Introduction

Computed tomography (CT) is the most used technique for quantitative lung imaging because of its high spatial resolution and signal-to-noise ratio [1, 2]. Consequently, quantitative imaging analysis using chest CT is better developed and validated compared to chest magnetic resonance imaging (MRI) [3,4,5,6]. Nevertheless, MRI is being developed as a feasible radiation-free alternative imaging modality [1, 7].

However, several technical challenges hamper quantitative analysis with MRI, namely protocol standardization, low signal-to-noise ratio, and low spatial resolution. Volume computation in MR is also limited due to geometric distortion (GD) [1, 3], which is mainly caused by magnetic field inhomogeneity and nonlinearity of gradient coils within the scanner [7, 8]. Image processing techniques are available for GD correction and are commonly employed by manufacturers (i.e., “Gradwarp,” General Electric Healthcare). These techniques are particularly important for the delineation of target volumes for radiotherapy of cancer, where several models to correct GD have been analyzed [8,9,10,11,12,13].

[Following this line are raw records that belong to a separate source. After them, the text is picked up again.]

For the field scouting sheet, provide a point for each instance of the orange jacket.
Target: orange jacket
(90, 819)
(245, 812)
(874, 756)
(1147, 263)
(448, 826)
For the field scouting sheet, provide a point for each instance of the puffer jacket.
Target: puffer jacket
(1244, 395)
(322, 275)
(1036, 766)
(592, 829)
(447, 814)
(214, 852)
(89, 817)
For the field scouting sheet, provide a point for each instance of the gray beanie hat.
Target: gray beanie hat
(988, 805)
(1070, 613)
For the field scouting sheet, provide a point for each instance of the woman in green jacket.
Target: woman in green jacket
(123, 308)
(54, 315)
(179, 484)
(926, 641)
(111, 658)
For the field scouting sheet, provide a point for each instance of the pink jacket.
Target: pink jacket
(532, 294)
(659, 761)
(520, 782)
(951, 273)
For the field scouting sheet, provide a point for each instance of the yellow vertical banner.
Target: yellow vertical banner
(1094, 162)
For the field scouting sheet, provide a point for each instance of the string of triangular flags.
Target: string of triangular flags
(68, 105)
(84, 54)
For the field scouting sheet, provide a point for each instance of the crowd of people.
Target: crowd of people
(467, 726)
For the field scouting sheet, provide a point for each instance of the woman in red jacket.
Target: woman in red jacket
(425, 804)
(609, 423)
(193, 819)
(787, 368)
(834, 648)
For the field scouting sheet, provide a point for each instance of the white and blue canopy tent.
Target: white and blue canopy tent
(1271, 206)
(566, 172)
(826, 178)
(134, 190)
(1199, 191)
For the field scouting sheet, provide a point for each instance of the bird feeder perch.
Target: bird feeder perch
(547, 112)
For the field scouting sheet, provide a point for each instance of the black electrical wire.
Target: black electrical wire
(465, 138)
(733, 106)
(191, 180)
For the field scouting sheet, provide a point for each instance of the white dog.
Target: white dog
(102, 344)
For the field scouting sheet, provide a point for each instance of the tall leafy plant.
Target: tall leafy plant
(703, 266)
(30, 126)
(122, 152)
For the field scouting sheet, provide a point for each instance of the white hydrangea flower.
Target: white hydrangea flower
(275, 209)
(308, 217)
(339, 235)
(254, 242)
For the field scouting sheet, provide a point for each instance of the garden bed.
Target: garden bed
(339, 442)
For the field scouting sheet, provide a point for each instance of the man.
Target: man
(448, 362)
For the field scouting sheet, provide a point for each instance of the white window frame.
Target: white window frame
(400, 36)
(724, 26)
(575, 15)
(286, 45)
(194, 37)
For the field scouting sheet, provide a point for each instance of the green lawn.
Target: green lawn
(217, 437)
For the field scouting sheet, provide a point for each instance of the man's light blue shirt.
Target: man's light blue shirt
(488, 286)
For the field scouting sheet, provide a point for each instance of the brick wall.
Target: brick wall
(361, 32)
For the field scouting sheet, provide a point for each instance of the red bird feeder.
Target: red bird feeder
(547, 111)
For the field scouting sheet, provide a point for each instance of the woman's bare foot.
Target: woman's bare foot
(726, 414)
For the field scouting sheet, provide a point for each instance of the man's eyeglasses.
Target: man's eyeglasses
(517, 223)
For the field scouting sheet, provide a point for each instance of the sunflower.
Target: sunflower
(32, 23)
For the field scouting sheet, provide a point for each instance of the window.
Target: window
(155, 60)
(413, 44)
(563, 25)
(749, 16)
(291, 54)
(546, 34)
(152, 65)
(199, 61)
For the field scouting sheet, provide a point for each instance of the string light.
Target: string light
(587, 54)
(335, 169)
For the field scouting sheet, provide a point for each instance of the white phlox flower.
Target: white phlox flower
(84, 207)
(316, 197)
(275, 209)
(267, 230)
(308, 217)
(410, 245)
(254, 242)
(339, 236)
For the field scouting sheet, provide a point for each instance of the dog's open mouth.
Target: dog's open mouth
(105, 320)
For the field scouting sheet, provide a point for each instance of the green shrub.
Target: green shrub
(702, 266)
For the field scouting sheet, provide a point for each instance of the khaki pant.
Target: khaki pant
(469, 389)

Existing literature has focused on data with relatively small field-of-view (FOV) or on anatomical locations close to the isocenter where GD is minimal, such as in MRI protocols for prostate, brain, and neck tumor size quantification [7, 14, 15]. Conversely, lung imaging requires larger FOV and is therefore more influenced by GD, as magnetic field inhomogeneities make GD more pronounced the farther the object scanned is from the isocenter [7, 10, 16]. Consequently, peripheral lung portions (i.e., costophrenic angles) are most affected by GD. In addition, different MRI settings and patient’s positioning can influence the magnitude of GD [7, 17].

To the best of our knowledge, no previous publications have assessed the effect of GD on lung volume quantification in chest MRI and specifically the validation of lung volume quantification in MRI against CT. This study addresses the problem of correcting for magnetic field inhomogeneity.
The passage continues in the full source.